August 25, 2011
Everyone remembers Trey Griffey from his days as a 12-year-old batboy for the 2006 U.S. World Baseball Classic team, or perhaps the mock professional contract former Mariners General Manager Woody Woodward allegedly sent to his father, longtime MLB outfielder Ken Griffey Jr., when he was born. The catch, of course, was that the contract was dated for 2012, when Trey Griffey would turn 18.
So, now that the latest in a familial line of great athletes is actually nearing the date on that contract, where do his athletic loyalties lie? On the football field, where his favorite athlete, Lions wide receiver Calvin Johnson, plays.
That' right, despite spending his youth in baseball dugouts tagging along with his Dad and, occasionally, with his grandfather, Griffey's favorite athlete is a contemporary football player. The Orlando Sentinel gleaned that tidbit from the wide receiver recruit -- he's wanted by the likes of Michigan State and Iowa State, among many others -- during the newspaper's annual media days, when it hosts the top recruits from across the region just before the kickoff of football season.

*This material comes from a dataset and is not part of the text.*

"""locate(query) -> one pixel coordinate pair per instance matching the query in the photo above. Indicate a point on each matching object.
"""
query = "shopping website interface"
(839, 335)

To give him some credit, Trey Griffey told the Sentinel that he opted for a receiver over his father because it's hard for him to think of Ken Griffey Jr. as anything other than Dad.
"I didn't put him down because that's just my father," Trey Griffey told the Sentinel. "I put down Calvin Johnson because he plays the position that I play."
Of course, Trey Griffey has to do something like pick someone besides his father as his favorite athlete to get any attention because of the sublime achievements that run throughout the family. After all, the new Orlando (Fla.) Dr. Phillips arrival -- Griffey had previously played at West Orange (Fla.) High -- isn't even the most notable athletic Griffey at his own school.
For the moment, that title is held by Trey Griffey's younger sister, Taryn Griffey, who helped lead the Panthers to a state title in the 2010-11 season as a freshman point guard. That gives Trey Griffey an awful lot to shoot for in his first run out with the Panthers.
It also probably makes Ken Griffey Jr. the happiest Dr. Phillips fan around; now he only has to go to one school to watch both of his high school-aged children practice and compete in games. If past performance is any indication, there's a good chance "The Kid" will watch at least one state champion during the 2011-12 school year, too.